Surrogacy only exists to satisfy the desires of adults, and to hell with the consequences for women and children. The numbers have ballooned around the world since the first cases of surrogacy in the 1980s. Tens of thousands of children have been born through “gestational surrogacy” in the US alone; the industry is worth billions. Thailand, which banned international commercial surrogacy in 2015, has recently announced it is to lift its ban on the practice; meaning within the next few years we will see Thailand become the main surrogacy hub for south-east Asia, with women undoubtedly being trafficked in to, and within, the country in their hundreds, if not more, to meet the new demand.

Surrogacy is growing, just as social media is helping more people come to understand precisely what the practice is, and what it means. Seeing babies taken off their mothers so freely is so shocking that most people who witness photographs and videos which show surrogacy happening can’t believe it is legal. As I have written about previously in The Critic, the women involved in surrogacy are groomed by the industry in to not realising they are the mothers of their own children, even in cases where they use their own egg; believing the lies peddled to them by a rapacious industry, that they are doing something “kind” and “beautiful”. A mother is the primary safeguarder of her child; if the mother in the case of surrogacy doesn’t believe herself to be so, who is acting to keep the child safe? Certainly not the agencies, who are incentivised by both money and an apparent evangelical commitment to the ‘miracle’ of surrogacy.

The test for whether or not surrogacy is acceptable to its supporters seems to be “she consented”. That old chestnut, which allows so many despicable practices to flourish, while those who might be expected to be tasked with thinking about them shrug and are relieved of the intellectual burden of doing so.

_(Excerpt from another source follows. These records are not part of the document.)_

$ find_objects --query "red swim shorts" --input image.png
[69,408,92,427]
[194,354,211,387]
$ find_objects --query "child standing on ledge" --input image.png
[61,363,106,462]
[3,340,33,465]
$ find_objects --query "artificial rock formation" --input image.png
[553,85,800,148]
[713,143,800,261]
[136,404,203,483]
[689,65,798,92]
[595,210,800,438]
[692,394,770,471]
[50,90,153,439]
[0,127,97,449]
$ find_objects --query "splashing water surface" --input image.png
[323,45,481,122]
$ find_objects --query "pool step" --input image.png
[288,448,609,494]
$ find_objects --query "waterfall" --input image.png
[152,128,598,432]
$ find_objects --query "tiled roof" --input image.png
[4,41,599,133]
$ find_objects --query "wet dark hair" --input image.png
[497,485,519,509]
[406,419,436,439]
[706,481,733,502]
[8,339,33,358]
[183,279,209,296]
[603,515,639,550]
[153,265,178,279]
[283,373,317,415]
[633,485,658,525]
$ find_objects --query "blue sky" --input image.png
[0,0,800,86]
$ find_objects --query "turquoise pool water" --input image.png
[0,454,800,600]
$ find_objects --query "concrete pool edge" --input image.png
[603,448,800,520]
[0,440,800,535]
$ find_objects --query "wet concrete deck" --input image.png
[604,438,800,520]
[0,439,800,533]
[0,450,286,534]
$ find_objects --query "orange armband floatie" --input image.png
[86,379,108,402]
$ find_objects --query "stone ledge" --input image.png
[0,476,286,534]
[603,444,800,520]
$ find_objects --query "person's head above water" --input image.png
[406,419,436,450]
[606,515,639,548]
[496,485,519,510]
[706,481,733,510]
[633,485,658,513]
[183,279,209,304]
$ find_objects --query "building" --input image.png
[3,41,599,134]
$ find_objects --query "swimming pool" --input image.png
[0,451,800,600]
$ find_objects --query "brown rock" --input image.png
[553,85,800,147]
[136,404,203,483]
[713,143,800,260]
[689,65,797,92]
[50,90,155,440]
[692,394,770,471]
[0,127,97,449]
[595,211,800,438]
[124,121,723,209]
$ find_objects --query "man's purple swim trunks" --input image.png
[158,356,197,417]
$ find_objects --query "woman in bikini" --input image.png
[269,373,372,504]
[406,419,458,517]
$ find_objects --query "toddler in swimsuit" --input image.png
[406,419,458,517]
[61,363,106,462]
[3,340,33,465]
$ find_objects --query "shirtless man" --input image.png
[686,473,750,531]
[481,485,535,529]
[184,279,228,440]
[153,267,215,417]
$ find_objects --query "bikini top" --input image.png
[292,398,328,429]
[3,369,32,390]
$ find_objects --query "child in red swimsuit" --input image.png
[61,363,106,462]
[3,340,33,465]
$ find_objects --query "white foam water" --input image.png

And is it true consent if it is bought? Is it true consent if she doesn’t understand she is the mother, even when her own egg is not used? It certainly can’t be construed as consent in cases where the woman is coerced, pressured by family, or, as in one case we saw, offered up for surrogacy by her own husband, without her prior knowledge.

It is extraordinary to consider, that in this time of hyper awareness of social injustice, when every perceived slight or misdemeanour can be considered a cancel-worthy offence, that so many think nothing of the process of commissioning a baby to order: anonymous eggs harvested from a twenty-something woman and chosen from a catalogue, surrogate mothers matched with strangers by agencies, and ditched when they have one too many miscarriages. That so many think so little of women and children says so much about our society. None of it good.


  1. Capitalism in action.

    1. Indeed. If there is a "free" market, then there is a "free" market in everything, as a matter of political choice.